Por Óscar Lovera Vera, periodista
Esta es una historia común, hasta que todo se complica en lo que parecía una venta común y corriente de un teléfono móvil. Algo más ocultaba el comprador y su pacto de negocios.
Terminó de repicar y atendió la llamada, él dijo: Hola amigo, ¿dónde nos encontramos, vas a querer el celular verdad?
–del otro lado del teléfono: “sí claro, yo estoy cerca de tu casa, nos vemos a tres cuadras, por ahí”.
Óscar salió de la casa, en el Cuarto Barrio de Luque. Tomó el celular que vendería mientras iba pensando qué comprar del dinero que obtenga de él, le ofrecieron buena plata.
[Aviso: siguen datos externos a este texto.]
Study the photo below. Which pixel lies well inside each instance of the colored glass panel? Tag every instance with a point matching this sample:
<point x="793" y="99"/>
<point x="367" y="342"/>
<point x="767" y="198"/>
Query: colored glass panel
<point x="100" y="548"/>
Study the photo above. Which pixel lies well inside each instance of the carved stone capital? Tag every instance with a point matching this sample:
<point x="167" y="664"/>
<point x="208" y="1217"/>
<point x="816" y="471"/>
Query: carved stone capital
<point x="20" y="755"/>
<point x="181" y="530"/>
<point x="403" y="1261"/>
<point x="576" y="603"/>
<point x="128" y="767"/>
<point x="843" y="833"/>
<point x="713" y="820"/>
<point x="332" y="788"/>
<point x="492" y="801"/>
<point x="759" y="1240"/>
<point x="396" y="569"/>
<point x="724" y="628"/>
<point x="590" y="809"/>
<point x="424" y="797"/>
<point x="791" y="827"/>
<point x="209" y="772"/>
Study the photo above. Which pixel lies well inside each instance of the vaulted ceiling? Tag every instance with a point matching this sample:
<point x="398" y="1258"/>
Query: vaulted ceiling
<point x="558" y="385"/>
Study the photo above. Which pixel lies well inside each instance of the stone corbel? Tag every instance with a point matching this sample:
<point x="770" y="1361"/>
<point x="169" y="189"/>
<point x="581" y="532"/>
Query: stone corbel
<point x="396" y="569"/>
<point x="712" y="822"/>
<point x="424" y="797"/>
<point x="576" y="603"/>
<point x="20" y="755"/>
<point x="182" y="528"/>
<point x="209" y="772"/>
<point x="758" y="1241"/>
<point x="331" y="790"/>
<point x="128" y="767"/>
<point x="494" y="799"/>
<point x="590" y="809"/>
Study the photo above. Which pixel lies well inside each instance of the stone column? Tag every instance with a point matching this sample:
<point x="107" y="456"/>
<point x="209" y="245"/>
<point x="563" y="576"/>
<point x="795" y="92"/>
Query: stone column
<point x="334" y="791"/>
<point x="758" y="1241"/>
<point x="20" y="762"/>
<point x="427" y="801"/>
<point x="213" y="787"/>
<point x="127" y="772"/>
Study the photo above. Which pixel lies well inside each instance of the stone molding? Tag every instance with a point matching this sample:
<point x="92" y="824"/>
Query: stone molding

El mes de junio del 2003 comenzaba y con frío. Óscar Arturo Barboza, de 25 años, necesitaba hacer esa venta y conseguir dinero en efectivo. La oferta por internet que le hizo otro hombre le pareció tentadora y se convenció. Eso al menos decía para sí, mientras llegaba hasta el punto de encuentro en su barrio, a unos 300 metros de su vivienda.
Al mirar al horizonte vio a un joven casi de su misma edad, al menos eso le pareció y sintió algo raro, premonitorio, cuando se percató que no estaba solo, otros dos chicos más estaban junto a él. Al llegar hablaron, de eso mucho no se sabe.
Óscar fue obligado a subir a la parte trasera de un automóvil estacionado cerca de los tres supuestos compradores, en ese momento no comprendía muy bien lo que ocurría.
“¡Subite carajo o acá mismo te matamos, ejupi (subite)!”. No le quedó de otra que cumplir con esa orden, sentía bajo las costillas y en profundidad el tubo de aquella arma de fuego. Pensó si sería lo suficientemente rápido para empujarlos y huir, sin ser herido con un balazo. Pero dudó. Prefirió calmarse y ver si solo se trataba de un asalto, porque eso parecía.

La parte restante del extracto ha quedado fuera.